So, you’ve got a notebook. Great. Now what?
It seems every creative person, or every person who fancies themselves as creative, has a notebook. Mine happens to be a Moleskine, which are very popular, but yours may be something else. It doesn’t matter, really, what it is, because they all serve the same purpose. To be filled with ideas for later development. Is it?
What are you writing in your Moleskine? What fills your sketchbook?
Of course, the obvious answer is that you do, but that’s not what I mean. What inspires you? For ages now, I’ve carried that little, black notebook in my pocket, much to the amusement of some of my friends, jotting down the odd bit of intellectual fluff that gets stuck on the brier patch of my mind. In some ways, I fill my notebook with those mental irritants that I need to scrape loose so I can think about other things. Sometimes, it’ll be quotes or odd phrases that I jot down. Other times, it’s titles or names. Occasionally, whole paragraphs of thought will squeeze their way between those black covers. Mostly, my Moleskine is filled with the flotsam and jetsam of an over-active mind that washes up on that paper shore. Things I think might lead somewhere or that I might eventually use, either in a story or a blog post.
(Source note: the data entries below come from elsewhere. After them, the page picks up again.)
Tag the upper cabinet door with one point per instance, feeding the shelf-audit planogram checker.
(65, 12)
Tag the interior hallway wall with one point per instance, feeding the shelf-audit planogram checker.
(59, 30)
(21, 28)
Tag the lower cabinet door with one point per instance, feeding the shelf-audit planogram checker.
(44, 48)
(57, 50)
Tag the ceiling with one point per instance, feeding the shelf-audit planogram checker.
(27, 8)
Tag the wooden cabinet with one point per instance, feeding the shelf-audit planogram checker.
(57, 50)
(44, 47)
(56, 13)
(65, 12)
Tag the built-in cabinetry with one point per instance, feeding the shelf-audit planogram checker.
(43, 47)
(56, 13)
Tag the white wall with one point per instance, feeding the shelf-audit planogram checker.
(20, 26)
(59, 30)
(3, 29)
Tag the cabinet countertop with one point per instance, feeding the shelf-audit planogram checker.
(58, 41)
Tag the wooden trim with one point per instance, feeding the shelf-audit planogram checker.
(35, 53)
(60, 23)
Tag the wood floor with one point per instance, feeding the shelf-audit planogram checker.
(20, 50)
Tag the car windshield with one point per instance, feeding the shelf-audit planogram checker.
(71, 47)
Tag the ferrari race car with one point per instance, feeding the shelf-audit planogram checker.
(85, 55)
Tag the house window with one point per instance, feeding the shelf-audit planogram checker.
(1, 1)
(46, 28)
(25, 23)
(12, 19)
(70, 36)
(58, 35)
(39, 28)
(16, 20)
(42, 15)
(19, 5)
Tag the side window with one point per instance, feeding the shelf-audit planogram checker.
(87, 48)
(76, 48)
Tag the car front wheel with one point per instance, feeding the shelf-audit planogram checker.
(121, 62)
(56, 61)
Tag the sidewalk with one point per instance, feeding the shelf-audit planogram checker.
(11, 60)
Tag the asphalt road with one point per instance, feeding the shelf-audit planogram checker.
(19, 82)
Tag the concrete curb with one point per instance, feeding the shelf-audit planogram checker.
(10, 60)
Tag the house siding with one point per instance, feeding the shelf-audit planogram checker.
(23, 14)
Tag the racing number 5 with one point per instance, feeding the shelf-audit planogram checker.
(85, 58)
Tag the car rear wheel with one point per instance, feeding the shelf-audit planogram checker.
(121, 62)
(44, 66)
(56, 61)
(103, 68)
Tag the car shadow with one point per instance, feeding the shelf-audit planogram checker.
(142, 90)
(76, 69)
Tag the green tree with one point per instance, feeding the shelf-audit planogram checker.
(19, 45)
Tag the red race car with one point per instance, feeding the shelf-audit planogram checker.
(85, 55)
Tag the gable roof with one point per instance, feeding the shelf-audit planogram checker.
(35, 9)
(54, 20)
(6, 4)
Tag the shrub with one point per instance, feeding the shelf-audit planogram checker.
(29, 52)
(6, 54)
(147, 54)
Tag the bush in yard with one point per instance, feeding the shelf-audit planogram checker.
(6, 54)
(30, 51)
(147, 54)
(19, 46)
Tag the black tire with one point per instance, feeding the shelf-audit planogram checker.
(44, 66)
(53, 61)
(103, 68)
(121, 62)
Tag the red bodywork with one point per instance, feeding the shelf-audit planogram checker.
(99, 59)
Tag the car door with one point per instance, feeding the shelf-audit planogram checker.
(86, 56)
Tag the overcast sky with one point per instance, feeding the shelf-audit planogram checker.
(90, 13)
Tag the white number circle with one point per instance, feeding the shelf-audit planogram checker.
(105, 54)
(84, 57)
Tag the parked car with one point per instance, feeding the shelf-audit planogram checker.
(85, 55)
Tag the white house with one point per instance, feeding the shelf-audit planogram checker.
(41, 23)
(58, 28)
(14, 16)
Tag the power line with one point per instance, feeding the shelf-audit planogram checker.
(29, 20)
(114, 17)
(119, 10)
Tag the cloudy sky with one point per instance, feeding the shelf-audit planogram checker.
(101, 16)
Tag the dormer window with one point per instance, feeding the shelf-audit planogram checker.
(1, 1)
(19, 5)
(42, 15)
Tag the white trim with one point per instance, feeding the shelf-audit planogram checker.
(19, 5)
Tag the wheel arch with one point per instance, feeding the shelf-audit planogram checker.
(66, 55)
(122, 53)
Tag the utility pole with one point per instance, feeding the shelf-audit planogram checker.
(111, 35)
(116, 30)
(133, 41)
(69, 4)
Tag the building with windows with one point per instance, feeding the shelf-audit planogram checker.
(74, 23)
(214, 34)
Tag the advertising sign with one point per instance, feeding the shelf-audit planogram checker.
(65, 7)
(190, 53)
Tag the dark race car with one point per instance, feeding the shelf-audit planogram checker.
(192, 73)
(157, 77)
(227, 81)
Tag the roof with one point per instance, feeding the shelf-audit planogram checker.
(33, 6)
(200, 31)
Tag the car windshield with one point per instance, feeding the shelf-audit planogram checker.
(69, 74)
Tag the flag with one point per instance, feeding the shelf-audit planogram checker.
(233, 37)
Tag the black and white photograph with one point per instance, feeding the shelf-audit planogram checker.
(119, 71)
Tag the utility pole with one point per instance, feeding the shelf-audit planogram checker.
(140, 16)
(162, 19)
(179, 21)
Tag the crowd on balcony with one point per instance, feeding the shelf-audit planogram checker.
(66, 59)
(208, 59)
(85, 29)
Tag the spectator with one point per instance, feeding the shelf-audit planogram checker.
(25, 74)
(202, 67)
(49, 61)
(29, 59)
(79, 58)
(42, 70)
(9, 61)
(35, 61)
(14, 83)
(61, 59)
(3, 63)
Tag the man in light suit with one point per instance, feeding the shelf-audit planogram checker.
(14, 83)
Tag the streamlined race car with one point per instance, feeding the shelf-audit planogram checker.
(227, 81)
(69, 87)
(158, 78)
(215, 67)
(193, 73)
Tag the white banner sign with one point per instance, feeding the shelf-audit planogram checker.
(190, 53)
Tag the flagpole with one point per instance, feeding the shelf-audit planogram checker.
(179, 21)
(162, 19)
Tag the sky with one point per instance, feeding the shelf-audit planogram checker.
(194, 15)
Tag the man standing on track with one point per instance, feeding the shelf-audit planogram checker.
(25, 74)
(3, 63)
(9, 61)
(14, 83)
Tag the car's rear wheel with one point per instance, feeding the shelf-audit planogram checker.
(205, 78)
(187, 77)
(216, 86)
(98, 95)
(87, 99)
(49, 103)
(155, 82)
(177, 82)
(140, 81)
But, the thing is, only the things I actually bother to record there are what fill the pages. Ultimately, it doesn’t matter so much what it is, as long as it’s something I find interesting or important or worth tracking. One day, I hope to actually, you know, use those things, which is why I record them, but, at least it’s a step. For many of us, who long to be more actively creative, recording even the smallest bits of our creativity is the first, most important step to actually producing something.
Of course, everyone will find different things to fill up their notebooks or sketchbooks, Moleskine or otherwise. But, only if they work at it consistently.
So, now, what are you waiting for? Get to work!